3 questions à … Bruno Philippe, pneumologue

Chef de Pôle au centre hospitalier de Pontoise, responsable de la MPSAT de formation en Education Thérapeutique

En quoi consiste l’éducation thérapeutique du patient ?

L’ETP consiste à recenser les compétences du patient vis-à-vis de sa maladie pour le rendre le plus autonome possible sur le plan médical, social et psychologique. Cette approche développée initialement en diabétologie, est devenue incontournable pour de nombreuses pathologies chroniques en pneumologie, en santé mentale, en rhumatologie, en neurologie. Elle repose sur le constat que les médicaments n’offrent qu’une partie de la réponse thérapeutique. Face à des maladies lourdes à vivre, la démarche de soins doit aussi prendre en compte l’environnement social, l’entourage, les personnes ressources, et offrir un espace d’écoute où le patient peut s’exprimer, prendre son temps.
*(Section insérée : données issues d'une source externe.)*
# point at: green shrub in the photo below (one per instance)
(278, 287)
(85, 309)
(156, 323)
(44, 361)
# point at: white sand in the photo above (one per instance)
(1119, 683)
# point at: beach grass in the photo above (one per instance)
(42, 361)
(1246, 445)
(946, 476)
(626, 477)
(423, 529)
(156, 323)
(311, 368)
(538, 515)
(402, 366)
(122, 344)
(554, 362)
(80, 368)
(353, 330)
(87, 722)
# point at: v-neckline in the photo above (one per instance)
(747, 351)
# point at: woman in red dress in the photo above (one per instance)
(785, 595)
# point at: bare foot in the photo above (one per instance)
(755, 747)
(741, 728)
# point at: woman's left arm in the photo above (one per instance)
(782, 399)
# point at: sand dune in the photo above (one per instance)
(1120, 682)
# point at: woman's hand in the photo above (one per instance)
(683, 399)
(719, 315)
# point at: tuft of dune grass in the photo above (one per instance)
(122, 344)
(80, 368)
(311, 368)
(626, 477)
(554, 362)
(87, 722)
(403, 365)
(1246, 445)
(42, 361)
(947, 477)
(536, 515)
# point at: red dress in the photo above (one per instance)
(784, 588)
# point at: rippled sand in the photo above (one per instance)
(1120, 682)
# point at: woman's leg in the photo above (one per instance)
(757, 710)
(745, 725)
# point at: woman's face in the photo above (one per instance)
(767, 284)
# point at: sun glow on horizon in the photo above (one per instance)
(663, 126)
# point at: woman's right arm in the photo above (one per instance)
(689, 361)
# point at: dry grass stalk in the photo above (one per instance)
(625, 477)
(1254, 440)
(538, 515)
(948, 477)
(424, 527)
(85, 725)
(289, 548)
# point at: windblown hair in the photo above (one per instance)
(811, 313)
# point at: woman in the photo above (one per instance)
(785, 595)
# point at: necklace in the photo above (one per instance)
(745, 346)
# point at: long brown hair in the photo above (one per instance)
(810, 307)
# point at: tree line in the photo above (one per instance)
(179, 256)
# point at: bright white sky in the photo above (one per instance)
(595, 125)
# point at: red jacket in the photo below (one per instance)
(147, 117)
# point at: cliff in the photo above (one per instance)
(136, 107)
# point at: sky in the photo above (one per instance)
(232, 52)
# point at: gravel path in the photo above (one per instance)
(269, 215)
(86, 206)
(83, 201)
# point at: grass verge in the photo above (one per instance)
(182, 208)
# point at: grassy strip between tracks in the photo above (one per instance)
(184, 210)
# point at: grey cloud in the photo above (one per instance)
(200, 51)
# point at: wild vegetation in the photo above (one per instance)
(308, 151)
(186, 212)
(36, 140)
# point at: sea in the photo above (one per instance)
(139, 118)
Qu’est-ce qu’implique cette démarche pour le praticien de santé ?

Dans l’acronyme ETP, le P désigne autant le patient que le praticien ; les deux parties apprennent en effet l’une de l’autre, dans un échange gagnant-gagnant. Parmi les soignants, les médecins sont les derniers que j’arrive à convaincre. L’ETP les bouscule. J’observe que beaucoup ont du mal à remettre en question leurs pratiques. A prendre le temps nécessaire pour glaner les informations qui modifieront des certitudes, des prescriptions inadaptées. 

Ce que préconise l’ETP, c’est de passer de la prise en charge à la prise en compte : un glissement de sens et de posture aussi enrichissant que bénéfique pour tous.

Cette approche qui semble avoir le vent en poupe est-elle soutenue par les pouvoirs publics ?

Ce n’est pas mon impression. Je n’ai bénéficié pour ​l’instant que d’un budget d’amorçage accordé par l’ARS Ile de France pour lancer l’an dernier une MPSAT (Maison de Prévention en santé et d’accompagnement thérapeutique) et développer l’usage de l’éducation thérapeutique. Néanmoins cela ne permet pas d’avoir la visibilité à moyen et long terme nécessaire pour convaincre et continuer de motiver les patients demandeurs et les acteurs de santé impliqués dans le programme. Avec une assise juridique hospitalière, cette structure met en place des ateliers de formation hors les murs, en collaboration avec les praticiens en ville. Nous sommes en phase de démarrage, avec deux à trois ateliers par mois, et réunissons une trentaine de personnels de santé, pour moitié libéraux et moitié hospitaliers. L’animation d’ateliers d’ETP nécessite une formation de 40H ​qui dépasse le cadre de la DPC : trouver les fonds pour permettre à tous les médecins libéraux qui le souhaitent d’en bénéficier est donc notre mission la plus urgente.